La fusilación

La partida de nacionales marchaba bajo un sol que iba aplastando hombres y caballos sobre la tierra reseca.  El paisaje, siempre igual a sí mismo en monótona fidelidad a su geografía, se extendía a todos vientos: rara pelusa de cardones, jarillas y garabatos sobre el rugoso cuero de los llanos.  A veces, la cicatriz de un peladal o un zanjón seco o un hosco quebracho acentuaban lo arisco del contorno.  Hombres y caballos andaban bajo una cúpula azul que sólo peinaba algún jote alerta, metidos dentro del calor que era una presencia viva en cada poro.

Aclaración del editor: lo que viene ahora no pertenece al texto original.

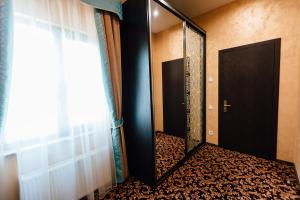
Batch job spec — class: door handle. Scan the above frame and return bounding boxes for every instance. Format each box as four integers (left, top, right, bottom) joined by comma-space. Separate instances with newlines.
223, 99, 231, 112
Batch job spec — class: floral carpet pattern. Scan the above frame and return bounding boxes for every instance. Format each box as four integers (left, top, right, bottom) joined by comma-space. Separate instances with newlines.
105, 144, 300, 199
155, 133, 185, 177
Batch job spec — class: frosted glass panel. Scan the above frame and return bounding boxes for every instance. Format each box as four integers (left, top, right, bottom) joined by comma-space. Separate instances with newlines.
185, 25, 204, 151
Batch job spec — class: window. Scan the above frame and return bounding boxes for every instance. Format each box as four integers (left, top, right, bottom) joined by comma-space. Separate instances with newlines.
5, 14, 106, 142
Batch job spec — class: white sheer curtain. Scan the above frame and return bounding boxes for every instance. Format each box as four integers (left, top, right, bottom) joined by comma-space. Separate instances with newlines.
1, 0, 115, 200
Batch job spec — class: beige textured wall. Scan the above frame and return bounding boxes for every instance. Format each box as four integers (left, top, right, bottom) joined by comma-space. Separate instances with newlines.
196, 0, 300, 162
151, 24, 183, 131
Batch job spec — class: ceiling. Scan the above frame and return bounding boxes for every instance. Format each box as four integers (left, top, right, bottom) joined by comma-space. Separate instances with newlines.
151, 0, 234, 33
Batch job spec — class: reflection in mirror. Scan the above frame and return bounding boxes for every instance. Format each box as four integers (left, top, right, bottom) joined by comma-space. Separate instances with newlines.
185, 25, 205, 151
150, 1, 186, 178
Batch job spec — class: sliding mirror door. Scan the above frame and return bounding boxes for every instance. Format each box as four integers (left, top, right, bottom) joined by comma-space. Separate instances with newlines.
150, 1, 186, 179
184, 23, 205, 152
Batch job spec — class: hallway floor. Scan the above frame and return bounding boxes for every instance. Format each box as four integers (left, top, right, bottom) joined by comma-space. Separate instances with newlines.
105, 144, 300, 199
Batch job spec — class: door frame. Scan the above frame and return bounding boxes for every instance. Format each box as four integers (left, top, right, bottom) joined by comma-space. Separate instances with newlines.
218, 38, 281, 160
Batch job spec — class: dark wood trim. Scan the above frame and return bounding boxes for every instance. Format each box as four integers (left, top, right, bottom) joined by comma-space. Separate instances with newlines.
149, 0, 206, 186
153, 0, 206, 35
293, 163, 300, 185
121, 0, 156, 186
218, 38, 281, 161
121, 0, 206, 187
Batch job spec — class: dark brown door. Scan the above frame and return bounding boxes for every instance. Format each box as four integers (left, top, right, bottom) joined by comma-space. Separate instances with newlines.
219, 39, 280, 159
162, 59, 186, 138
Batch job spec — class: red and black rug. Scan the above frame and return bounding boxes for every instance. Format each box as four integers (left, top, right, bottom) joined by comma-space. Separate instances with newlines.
105, 144, 300, 199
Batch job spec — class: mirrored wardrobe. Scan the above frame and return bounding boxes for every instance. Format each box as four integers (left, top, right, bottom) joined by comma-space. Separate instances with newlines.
121, 0, 205, 185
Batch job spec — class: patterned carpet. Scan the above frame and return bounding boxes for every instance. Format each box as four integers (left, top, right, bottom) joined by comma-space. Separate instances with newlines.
155, 133, 185, 177
105, 144, 300, 199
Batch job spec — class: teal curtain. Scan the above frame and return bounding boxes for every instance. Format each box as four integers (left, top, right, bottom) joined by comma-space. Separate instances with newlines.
0, 0, 13, 134
81, 0, 122, 20
81, 0, 127, 183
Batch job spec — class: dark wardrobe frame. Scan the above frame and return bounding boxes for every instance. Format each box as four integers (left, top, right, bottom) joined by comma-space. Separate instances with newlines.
121, 0, 206, 187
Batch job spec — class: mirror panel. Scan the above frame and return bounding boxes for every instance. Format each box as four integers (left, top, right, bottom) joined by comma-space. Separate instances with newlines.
150, 1, 186, 179
185, 25, 205, 152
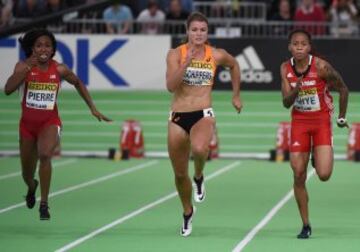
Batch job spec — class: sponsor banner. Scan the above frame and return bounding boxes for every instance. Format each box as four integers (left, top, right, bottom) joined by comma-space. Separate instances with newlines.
0, 34, 171, 90
173, 38, 360, 91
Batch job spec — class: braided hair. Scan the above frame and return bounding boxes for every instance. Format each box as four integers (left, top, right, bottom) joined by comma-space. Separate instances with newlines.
19, 29, 57, 58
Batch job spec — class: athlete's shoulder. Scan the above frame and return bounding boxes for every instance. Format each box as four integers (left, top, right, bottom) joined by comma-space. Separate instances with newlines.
166, 46, 181, 61
280, 60, 289, 71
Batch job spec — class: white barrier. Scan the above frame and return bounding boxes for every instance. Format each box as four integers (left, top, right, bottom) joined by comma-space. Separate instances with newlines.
0, 34, 171, 90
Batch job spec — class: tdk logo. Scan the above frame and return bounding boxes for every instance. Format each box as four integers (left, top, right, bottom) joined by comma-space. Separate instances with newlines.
219, 46, 273, 83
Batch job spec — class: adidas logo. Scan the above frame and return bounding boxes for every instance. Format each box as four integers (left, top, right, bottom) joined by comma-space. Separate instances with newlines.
293, 141, 300, 146
219, 46, 273, 83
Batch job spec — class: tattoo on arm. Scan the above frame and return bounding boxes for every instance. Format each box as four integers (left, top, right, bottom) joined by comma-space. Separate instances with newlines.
324, 64, 349, 118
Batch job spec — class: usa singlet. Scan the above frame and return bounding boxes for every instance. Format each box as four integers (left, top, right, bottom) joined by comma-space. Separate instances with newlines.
286, 55, 333, 152
20, 60, 61, 138
286, 55, 333, 120
180, 44, 216, 86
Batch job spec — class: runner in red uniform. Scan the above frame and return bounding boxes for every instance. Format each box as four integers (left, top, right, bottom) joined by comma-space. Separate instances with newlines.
280, 30, 348, 239
5, 30, 110, 220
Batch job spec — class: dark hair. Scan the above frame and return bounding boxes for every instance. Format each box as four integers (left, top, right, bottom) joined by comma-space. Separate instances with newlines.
186, 11, 209, 29
181, 11, 209, 44
19, 29, 56, 58
288, 29, 312, 44
288, 29, 329, 61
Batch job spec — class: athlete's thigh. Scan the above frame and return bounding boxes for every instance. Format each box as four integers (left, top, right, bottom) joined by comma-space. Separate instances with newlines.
19, 137, 38, 170
168, 122, 190, 169
313, 119, 333, 147
37, 124, 60, 156
290, 152, 310, 175
314, 145, 334, 175
190, 117, 215, 146
290, 122, 311, 152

El capitán Miguelito Gómez Azcuénaga estaba aburrido, cansado, desesperado.  Tres meses que no hacía otra cosa que marchar y contramarchar en ese verano riojano que lo venía matando, ni siquiera verle la cara a la montonera, persiguiendo fantasmas que los burlaban, los acechaban, jugaban con la estrategia que ordenaba el jefe del ejército a centenares de kilómetros de distancia, y hacían perecer de extenuación a sus perseguidores sin dejarles más prenda que un alarido golpeado, o una celada sorpresiva de tanto en tanto.

- Estoy hasta el moño de esta guerra que no es guerra –murmuró.  La voz le salió enronquecida y áspera entre los labios resquebrajados.

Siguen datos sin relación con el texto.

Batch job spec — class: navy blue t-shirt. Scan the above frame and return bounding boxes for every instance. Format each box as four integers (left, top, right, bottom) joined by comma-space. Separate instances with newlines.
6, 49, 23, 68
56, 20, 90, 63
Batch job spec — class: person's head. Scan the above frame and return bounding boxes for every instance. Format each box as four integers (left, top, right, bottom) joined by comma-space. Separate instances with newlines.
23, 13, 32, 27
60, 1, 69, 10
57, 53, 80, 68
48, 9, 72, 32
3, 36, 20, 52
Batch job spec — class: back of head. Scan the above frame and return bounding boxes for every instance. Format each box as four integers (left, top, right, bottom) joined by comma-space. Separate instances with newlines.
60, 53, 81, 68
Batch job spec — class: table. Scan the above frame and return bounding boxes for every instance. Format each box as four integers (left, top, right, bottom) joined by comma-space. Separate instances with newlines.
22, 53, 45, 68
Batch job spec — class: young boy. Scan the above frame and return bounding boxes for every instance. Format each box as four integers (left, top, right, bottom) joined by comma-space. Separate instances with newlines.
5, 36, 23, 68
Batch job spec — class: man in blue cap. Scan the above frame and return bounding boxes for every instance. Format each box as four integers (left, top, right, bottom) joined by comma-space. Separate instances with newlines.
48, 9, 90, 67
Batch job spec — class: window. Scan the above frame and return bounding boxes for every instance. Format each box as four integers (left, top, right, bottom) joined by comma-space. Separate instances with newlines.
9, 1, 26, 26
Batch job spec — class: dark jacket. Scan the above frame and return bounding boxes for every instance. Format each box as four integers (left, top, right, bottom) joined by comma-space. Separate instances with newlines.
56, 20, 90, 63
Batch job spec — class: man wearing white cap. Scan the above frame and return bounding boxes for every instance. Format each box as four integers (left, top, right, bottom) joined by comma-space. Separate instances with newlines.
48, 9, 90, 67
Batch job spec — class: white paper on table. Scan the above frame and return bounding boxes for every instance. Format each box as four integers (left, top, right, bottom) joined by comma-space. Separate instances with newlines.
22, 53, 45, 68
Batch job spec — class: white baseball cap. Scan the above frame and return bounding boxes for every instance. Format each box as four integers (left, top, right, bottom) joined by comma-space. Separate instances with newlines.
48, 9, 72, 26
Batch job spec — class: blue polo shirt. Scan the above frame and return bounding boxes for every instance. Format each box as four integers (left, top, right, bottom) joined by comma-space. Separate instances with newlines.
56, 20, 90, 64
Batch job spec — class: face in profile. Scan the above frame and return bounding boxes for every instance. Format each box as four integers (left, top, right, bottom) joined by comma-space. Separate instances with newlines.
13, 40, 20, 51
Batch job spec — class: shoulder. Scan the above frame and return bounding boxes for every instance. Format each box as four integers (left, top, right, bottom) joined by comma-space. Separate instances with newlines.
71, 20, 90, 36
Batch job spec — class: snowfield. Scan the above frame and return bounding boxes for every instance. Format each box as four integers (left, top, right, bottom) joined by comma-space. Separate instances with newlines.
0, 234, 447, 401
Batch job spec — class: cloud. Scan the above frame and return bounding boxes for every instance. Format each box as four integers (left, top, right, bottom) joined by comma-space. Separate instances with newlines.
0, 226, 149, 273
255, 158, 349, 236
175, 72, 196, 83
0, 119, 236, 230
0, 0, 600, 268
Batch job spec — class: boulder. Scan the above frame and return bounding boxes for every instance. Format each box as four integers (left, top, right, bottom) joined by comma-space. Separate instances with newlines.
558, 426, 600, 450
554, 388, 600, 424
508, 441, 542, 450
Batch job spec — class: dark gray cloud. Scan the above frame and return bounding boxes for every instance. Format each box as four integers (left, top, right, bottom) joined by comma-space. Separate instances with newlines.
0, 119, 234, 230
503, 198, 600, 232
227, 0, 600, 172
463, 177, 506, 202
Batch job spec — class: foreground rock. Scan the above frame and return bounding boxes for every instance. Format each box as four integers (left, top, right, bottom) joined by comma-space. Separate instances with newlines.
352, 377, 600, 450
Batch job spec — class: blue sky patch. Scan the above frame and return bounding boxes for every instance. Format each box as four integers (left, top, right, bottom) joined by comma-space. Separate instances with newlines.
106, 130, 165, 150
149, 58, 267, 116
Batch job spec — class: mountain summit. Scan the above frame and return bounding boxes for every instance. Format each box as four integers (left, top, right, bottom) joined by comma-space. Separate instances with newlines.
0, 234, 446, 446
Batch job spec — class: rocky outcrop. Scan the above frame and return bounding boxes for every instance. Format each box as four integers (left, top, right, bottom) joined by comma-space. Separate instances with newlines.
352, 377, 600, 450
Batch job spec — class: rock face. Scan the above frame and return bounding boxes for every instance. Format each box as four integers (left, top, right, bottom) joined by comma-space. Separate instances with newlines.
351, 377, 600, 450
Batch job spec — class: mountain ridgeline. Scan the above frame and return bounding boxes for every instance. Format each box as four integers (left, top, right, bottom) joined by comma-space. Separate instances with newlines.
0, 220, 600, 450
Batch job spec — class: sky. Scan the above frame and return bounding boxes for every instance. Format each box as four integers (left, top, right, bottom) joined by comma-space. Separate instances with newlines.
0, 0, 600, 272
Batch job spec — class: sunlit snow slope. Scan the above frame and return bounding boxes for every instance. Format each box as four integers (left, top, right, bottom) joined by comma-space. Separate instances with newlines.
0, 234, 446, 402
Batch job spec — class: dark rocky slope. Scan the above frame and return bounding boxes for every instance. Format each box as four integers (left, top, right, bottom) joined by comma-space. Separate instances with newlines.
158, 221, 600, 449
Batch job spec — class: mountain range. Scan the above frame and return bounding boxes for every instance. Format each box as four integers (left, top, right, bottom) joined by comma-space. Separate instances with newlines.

- Ordene, mi capitán –requirió el sargento, creyendo que Miguelito le hablaba.

- Nada, Orellana.  ¿Cómo anda el prisionero?

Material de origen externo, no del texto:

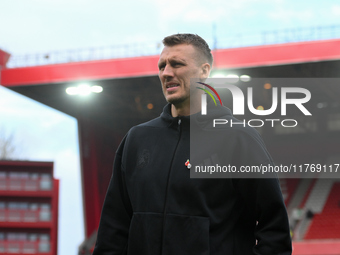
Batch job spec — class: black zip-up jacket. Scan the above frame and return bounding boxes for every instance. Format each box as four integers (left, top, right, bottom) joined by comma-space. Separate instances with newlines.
93, 105, 291, 255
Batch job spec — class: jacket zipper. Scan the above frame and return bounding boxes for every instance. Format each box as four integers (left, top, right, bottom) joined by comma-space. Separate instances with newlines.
161, 118, 182, 254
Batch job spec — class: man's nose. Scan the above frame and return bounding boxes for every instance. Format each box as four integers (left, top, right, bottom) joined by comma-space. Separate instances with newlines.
162, 65, 174, 78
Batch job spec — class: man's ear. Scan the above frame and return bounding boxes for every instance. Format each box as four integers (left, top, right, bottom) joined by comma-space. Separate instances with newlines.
200, 63, 211, 79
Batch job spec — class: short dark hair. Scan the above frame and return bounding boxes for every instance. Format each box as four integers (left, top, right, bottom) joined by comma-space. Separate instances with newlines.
163, 34, 213, 66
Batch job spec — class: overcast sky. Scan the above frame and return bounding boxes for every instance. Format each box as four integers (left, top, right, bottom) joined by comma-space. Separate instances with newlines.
0, 0, 340, 255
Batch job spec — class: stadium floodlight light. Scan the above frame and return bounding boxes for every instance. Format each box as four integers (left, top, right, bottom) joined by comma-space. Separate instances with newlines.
91, 85, 103, 93
66, 87, 79, 96
78, 84, 91, 96
240, 74, 251, 82
211, 73, 226, 78
226, 74, 240, 83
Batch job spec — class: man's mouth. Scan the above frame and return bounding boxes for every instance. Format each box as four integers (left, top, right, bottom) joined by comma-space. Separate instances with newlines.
165, 82, 179, 90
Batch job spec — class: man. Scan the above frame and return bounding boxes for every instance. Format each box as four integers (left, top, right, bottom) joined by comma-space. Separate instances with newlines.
93, 34, 291, 255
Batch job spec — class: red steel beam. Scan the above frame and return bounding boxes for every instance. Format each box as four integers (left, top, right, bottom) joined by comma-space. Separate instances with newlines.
0, 39, 340, 87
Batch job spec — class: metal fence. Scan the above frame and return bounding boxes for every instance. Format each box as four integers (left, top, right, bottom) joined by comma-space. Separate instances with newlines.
7, 25, 340, 68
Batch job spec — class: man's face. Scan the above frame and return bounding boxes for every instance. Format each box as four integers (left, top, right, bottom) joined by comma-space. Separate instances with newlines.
158, 44, 210, 106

- Sin novedad, señor.  Total, pá lo que le falta…

Torciendo el cuello pinchado por mil neuralgias, Miguelito echó una ojeada al condenado.  Montaba un caballejo sin riendas, que un soldado iba cabresteando.  Iba con las manos apoyadas sobre la cruz de la cabalgadura, los ojos fijos en algún punto impreciso: mudo y ajeno.

¡Pobre diablo!, pensó distraídamente el capitán.  ¡Pobre diablo él y pobre diablo yo…!  Yo, haciendo funciones de verdugo.  Yo, el capitán Miguel Gómez Azcuénaga, estudiante aventajado de Derecho, destacado político alpinista, mediocre poeta y periodista de alguna nota, oficiando de verdugo en un lugarejo de los llanos de La Rioja…

Era casi de reírse.  ¡Pensar que había corrido a los cuarteles dos años antes, creyendo que estaría no más de tres meses en función militar!  Tenía entonces veinte años: lucía una melena aceitada prolijamente y un fino bigote cultivado con infinitos cuidados.  Sabía engolar la voz cuando correspondía, ya fuera en el salón del Club del Progreso, llevando de la cintura alguna beldad porteña sobre los compases del vals, o en el comité alpinista donde tallaba con su oratoria rotunda y agresiva. ¡Oh témpora!

Era el niño mimado de su círculo.  Cantaba en registro de barítono las arias que se estrenaban en el Colón.  ¡Qué triunfos había logrado en los recibos de sus primas, las Mendióroz, cuando entonaba aquello de “Una furtiva lágrima” o “Toreador en garde”, acompañado en piano por Cleofé, la más bonita de las tres, que siempre lloraba cuando él ponía énfasis en la cantata!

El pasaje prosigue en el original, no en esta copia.